How advisers need to challenge their thinking

    How advisers need to challenge their thinking

    Indeed, delegates at one recent conference asked the speaker from the Financial Conduct Authority what the regulatory expectations were in terms of initial and ongoing research.

    One of the most interesting answers that came back was that of ‘challenge’.

    I have subsequently had conversations with a compliance consultant who independently mentioned exactly the same word.

    Article continues after advert

    So what do I mean by ‘challenge’?

    In this context I am using the word to refer to a process by which advisers challenge themselves or their colleagues about various aspects of their business, processes, product selection, portfolio construction and so on.

    It is about taking some time to stop, take a breath, and ask “Why are we doing this, in this way, for these clients…” with a suitable follow-up question being “… and is there a better way to achieve a better outcome, for our clients, and for our business?”

    For many advisers this challenge happens quite frequently in the context of portfolio review, as we debate whether to change our approach to asset allocation, switch from growth to value, favour equities over bonds, increase allocations to property and so on.

    Advisers may also challenge their own thinking as they listen to presentations about the future of interest rates and impact of potential changes on clients and their savings and investment strategies.

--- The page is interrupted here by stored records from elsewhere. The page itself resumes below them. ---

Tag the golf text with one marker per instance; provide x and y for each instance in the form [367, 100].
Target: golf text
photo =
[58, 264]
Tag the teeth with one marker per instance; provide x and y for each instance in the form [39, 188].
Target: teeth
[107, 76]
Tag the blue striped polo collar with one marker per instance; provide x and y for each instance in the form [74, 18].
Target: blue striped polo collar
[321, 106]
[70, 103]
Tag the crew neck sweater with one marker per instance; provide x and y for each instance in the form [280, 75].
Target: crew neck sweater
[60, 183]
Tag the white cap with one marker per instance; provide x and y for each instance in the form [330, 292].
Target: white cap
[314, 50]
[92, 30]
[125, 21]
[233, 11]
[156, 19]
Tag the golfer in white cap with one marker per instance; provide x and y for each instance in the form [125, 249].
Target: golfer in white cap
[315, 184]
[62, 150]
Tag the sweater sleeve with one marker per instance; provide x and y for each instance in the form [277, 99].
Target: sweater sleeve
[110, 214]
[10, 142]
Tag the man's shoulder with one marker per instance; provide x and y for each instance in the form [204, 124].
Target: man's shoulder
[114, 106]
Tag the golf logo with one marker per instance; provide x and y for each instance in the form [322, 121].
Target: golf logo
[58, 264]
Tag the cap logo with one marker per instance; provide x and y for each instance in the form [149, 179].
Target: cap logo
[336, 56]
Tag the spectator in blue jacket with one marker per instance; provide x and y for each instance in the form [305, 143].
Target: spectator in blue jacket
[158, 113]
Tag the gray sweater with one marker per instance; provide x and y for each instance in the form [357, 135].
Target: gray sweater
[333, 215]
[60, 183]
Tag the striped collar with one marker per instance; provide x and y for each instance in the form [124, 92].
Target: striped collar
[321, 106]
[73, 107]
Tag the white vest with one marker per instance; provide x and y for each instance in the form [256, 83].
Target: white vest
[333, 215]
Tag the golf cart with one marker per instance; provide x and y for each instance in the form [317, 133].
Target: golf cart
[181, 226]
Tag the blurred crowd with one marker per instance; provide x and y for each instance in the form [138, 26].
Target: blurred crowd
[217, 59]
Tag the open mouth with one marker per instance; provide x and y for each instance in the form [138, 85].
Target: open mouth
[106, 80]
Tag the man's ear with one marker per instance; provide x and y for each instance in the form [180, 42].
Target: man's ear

    Another area where we see such challenge is in the merits or otherwise of active or passive investment strategies, or in the value and use of multi-asset and multi-manager funds.

    Attending roadshows or conferences and walking away thinking “What is the implication of that new piece of knowledge for my clients and my business?” demonstrates a challenge to your existing way of thinking and operating.

    Remember, clients can challenge too.

    Advisers may find clients asking “Why do you do it that way?”

    Simply the act of remembering your initial proposition design and implementation process, and then explaining your logic to a client might cause you to wonder if that is still the best way, if that’s still the best approach, if that’s still the most appropriate view of markets.

    Taking on new staff can also provide a challenge to a business’s status quo.

    I cannot be the only person who, when asking why a particular process is in place, is so frustrated to be told “we’ve always done it that way”.

    New advisers or paraplanners or administrators are likely to ask questions, or bring ideas from other firms.

    Asking you how you go through the fact-finding process, or explaining how they undertook investment research elsewhere may challenge you to think again about how you go about their business, and whether any improvements could be necessary or desirable.

    Clearly, a sole trader who works alone will not have a business colleague to challenge his or her thinking.

    Buddy up with another sole trader and share ideas. Or use a paraplanner for a specific project and allow them to challenge your thinking on product selection or client advice processes.